I was asked to make a cupboard to go in the alcove of the through kitchen/living room of the "young people just in their first home".
As they're in Sheffield and I'm not, I've built it to their measurements. We will see if this was a mistake, but it's mm perfect to those numbers.

It's a simple frame with 2 pairs of doors, no central stile, horizontal rails at top and between the upper and lower doors. The shelves sit separately on rails on the sides of the alcove.

My question is how to fit the frame to the walls.
Option 1. Drill through the jamb/frame (50mm) and use frame fixings into the wall. The screw heads will be hidden as they are in the angle of the closed door. Shim out any variations in plastering so the frame is true and caulk over.
Option 2. Fix a batten to the wall (framing screws) and glue the frame to that; caulk the gap.

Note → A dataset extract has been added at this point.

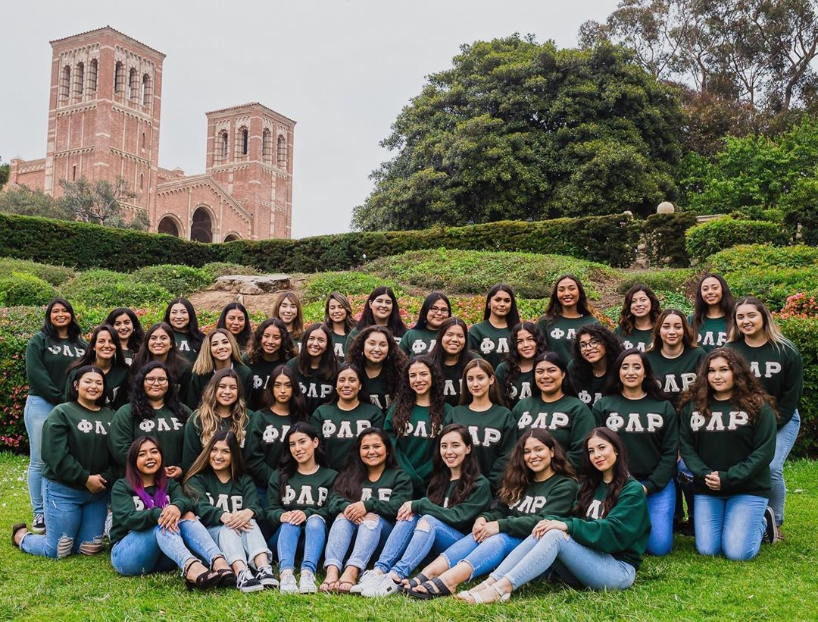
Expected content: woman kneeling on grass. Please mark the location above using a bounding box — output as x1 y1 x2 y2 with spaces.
405 429 577 600
109 436 230 590
462 427 650 604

#1 is simplest, but means 50mm of screw is just in the frame not the wall and might be harder to keep true?

Opinions welcomed!
 
Not pretty maybe, but practical. They don't show outside after all, so you're not always seeing them.
You could fix some vertical battens to screw the frame to inside the cupboard. and then plug the internal holes, and either plug, or as I said fix architrave over the outside ones. or even fix the battens to the front frame with dowels or whatever glued, again screws and plugs inside.